Science Desk || shiningbd
It's impossible to say with any degree of certainty just how long the COVID-19 pandemic that took the world by storm in early 2020 will last.
There are two ways to describe an 'end' to a plague. One is elimination, which is a reduction of new cases to a suitably low number (preferably zero). The other is eradication - a clear, permanent, and complete wiping out of an infectious agent.
While much has been learned about the virus's ability to spread between people, infect cells, and put infected people at risk of a range of major health problems, estimating its duration in a global population depends on how we all behave, which can be much harder to model.
Much as predictions on climate change vary depending on how we act now, it might be possible to propose scenarios that similarly forecast the different futures facing us.
Taking the actions of nations such as New Zealand and Vietnam as case studies, effective social distancing measures are an effective way to limit the spread of SARS-CoV-2, showing that the virus can be eradicated on at least a local level.
The reasons why people in different communities don't engage in social distancing are complex and varied. Some are influenced by personal, political, and moral values. Others are affected by economic decisions, lacking social welfare to support them.
In a perfect world, where distancing was followed strictly enough to make the number of community transmissions negligible all over the world, the current generation of functioning virus particles would be the last.
SARS-CoV-2 particles would then break down in the air within hours. On surfaces, within just a few days.
Knowing how long the virus persists in a human body is a little harder to pin down. One early study showed it remains viable for about nine days after first symptoms appear, with viral fragments detectable as long as a month later.
In best cases, a month or two of perfect global isolation appears to be enough to clear all humans of the virus for good.
Without social isolation to reduce the virus's transmission from infected parties, protection from widespread immunity is the next best thing.
This factor depends on how long the average person retains immunity from SARS-CoV-2, a factor that is still unclear. The memory cells that produce antibodies could remain effective for as few as a couple of months, or last as long as a couple of years or more.
A vaccine distributed and delivered within a short enough time frame could force the R (number of people likely to be infected by another infected person) to drop below a figure necessary for the virus to hang around.
While producing vaccines for past coronaviruses was problematic, there has been significant progress for SARS-CoV-2. Early efforts are showing promise, meaning we could optimistically expect moderately effective vaccines to be available by the end of 2020 to early 2021.
If doses could be produced in sufficient quantities - itself a practical and logistical hurdle - they would still need to be distributed into the far corners of the globe. Then there's the question of how many people could (or even would) be vaccinated.
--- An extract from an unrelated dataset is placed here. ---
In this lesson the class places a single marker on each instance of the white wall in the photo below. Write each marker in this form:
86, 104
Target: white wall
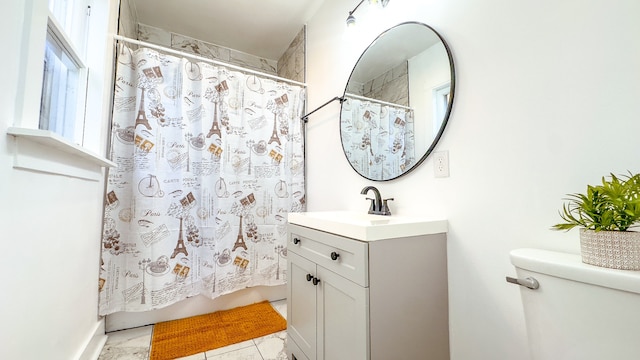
51, 224
546, 102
There are few precedents we can look towards. One involved the diplomatic efforts of the World Health Organisation, a program to eradicate smallpox finally succeeded in the late 1970s. The Global Smallpox Program took nearly twenty years to meet its goals, but it also suffered from limited vaccines and low funding.
With enough funds and cooperation, we could feasibly globally eradicate SARS-CoV-2 in years rather than decades.
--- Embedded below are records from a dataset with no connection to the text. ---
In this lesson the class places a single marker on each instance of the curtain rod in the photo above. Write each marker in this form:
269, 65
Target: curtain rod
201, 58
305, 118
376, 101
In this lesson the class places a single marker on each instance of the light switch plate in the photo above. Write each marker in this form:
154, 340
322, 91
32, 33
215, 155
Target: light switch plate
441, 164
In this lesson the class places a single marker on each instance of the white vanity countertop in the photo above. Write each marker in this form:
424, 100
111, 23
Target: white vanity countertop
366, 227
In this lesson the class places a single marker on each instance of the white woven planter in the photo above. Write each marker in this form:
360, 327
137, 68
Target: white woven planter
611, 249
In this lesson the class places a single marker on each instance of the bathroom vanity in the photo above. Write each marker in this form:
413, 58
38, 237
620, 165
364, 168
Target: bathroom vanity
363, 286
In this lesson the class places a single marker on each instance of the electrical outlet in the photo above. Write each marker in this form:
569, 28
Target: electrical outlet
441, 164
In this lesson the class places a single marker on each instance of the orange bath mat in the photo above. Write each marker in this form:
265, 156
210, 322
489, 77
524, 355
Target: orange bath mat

The bleakest of realities is SARS-CoV-2 is here to stay, with reservoirs of the virus being maintained among globally-connected communities for the foreseeable future.
Vaccines will most likely improve in efficiency and production, though human behaviour being what it is, even making them mandatory will make it unlikely they'll be administered in sufficient quantities.
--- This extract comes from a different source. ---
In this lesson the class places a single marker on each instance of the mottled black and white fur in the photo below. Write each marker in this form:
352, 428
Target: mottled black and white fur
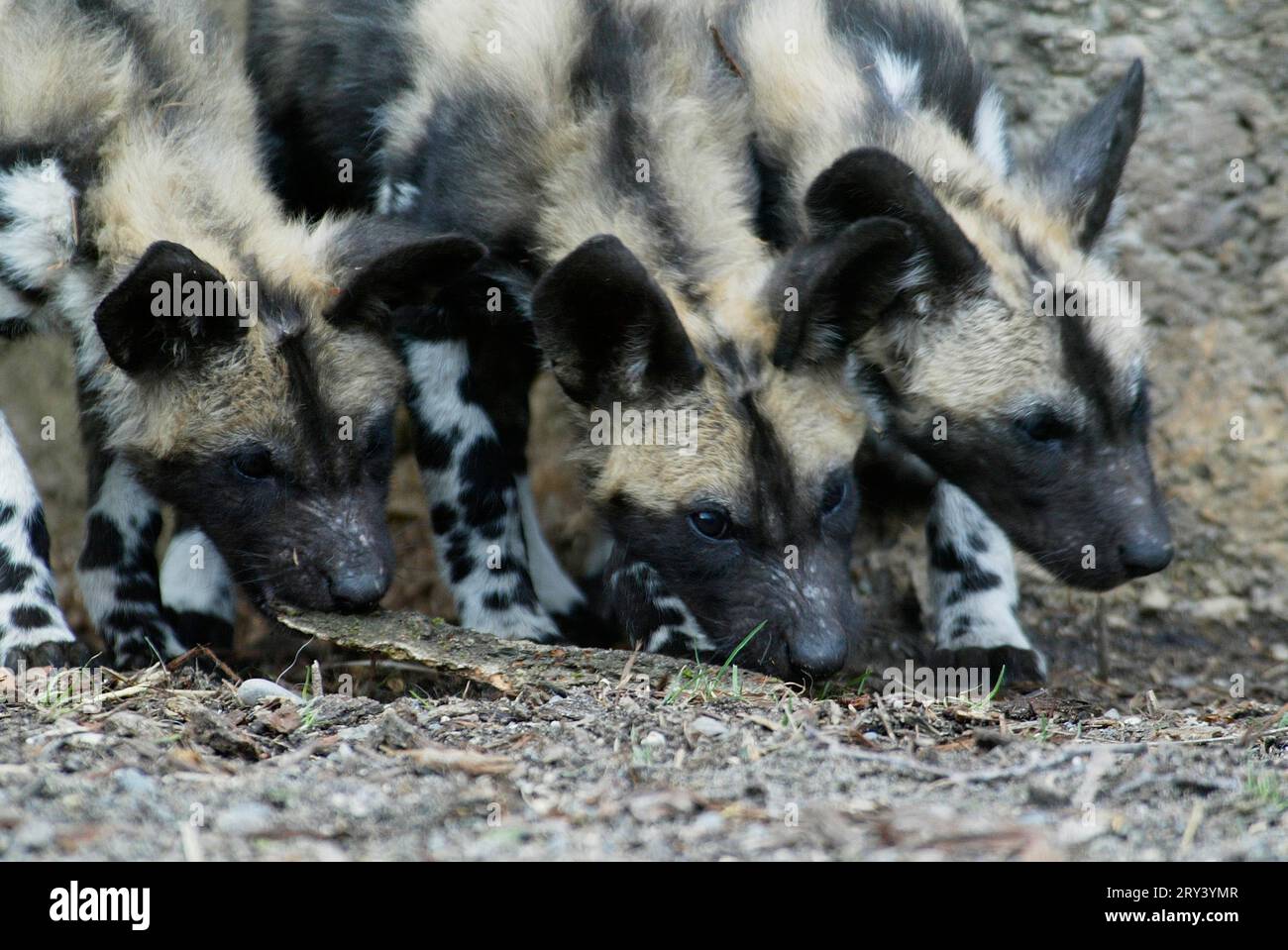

New medications will more than likely help reduce the numbers of deaths and other adverse health effects. Politics, social trends, and new ways of conducting business and domestic living will evolve to reflect individual values towards COVID-19's spread.
Historically, pandemics either fade, as deaths and infections plummet, or we just get used to the ebb and flow of a new disease.
Science can only do so much. The rest is up to a global population of humans who increasingly distrust one another more than they fear a killer virus.